Cryptographie : Signature numérique et Chiffrement


OpenSSL

OpenSSL est une implémentation libre des algorithmes de chiffrement SSL basée sur un ensemble composé d'un outil en ligne de commande et de deux bibliothèques sous formes de librairies indépendantes : Les bibliothèques, écrites en langage C, implémentent les fonctions basiques de cryptographie et fournissent un certain nombre de fonctions utiles.
Grâce aux wrappers, il est possible d'utiliser les bibliothèques OpenSSL dans une grande variété de langages de programmation.

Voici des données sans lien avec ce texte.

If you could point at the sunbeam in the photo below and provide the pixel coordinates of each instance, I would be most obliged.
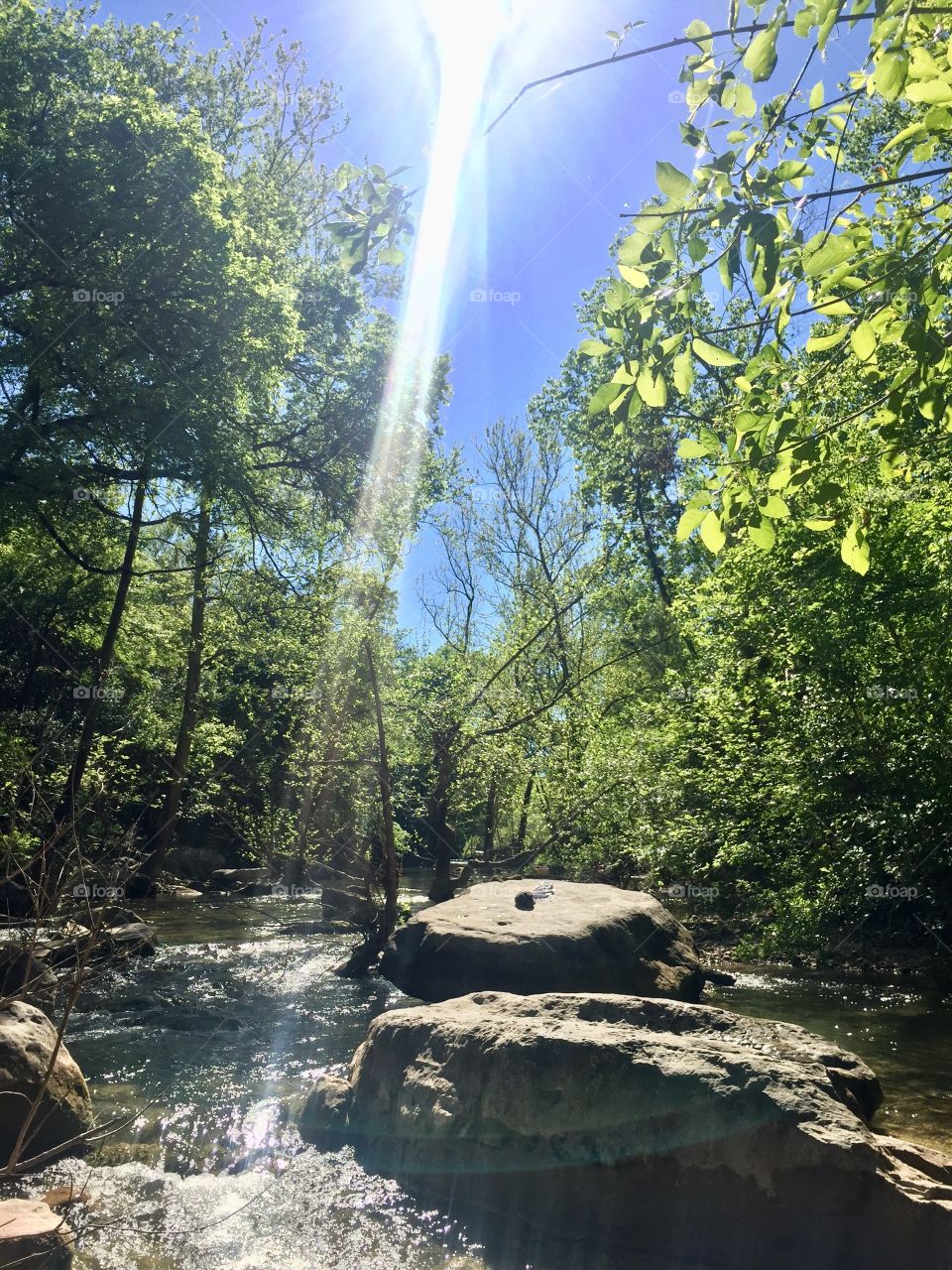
(466, 39)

Les paramètres de la commande en ligne OpenSSL sont très nombreux ; ils permettent d'indiquer entre autres l'un des nombreux types de chiffrement (exemple : blowfish, DES ou Triple DES, DSA, RC4, RC5, RSA...), d'encodage (base64 ou autres) et de hachage (MD5, SHA-1...). L'outil peut fonctionner en mode client et en mode génération de contenu.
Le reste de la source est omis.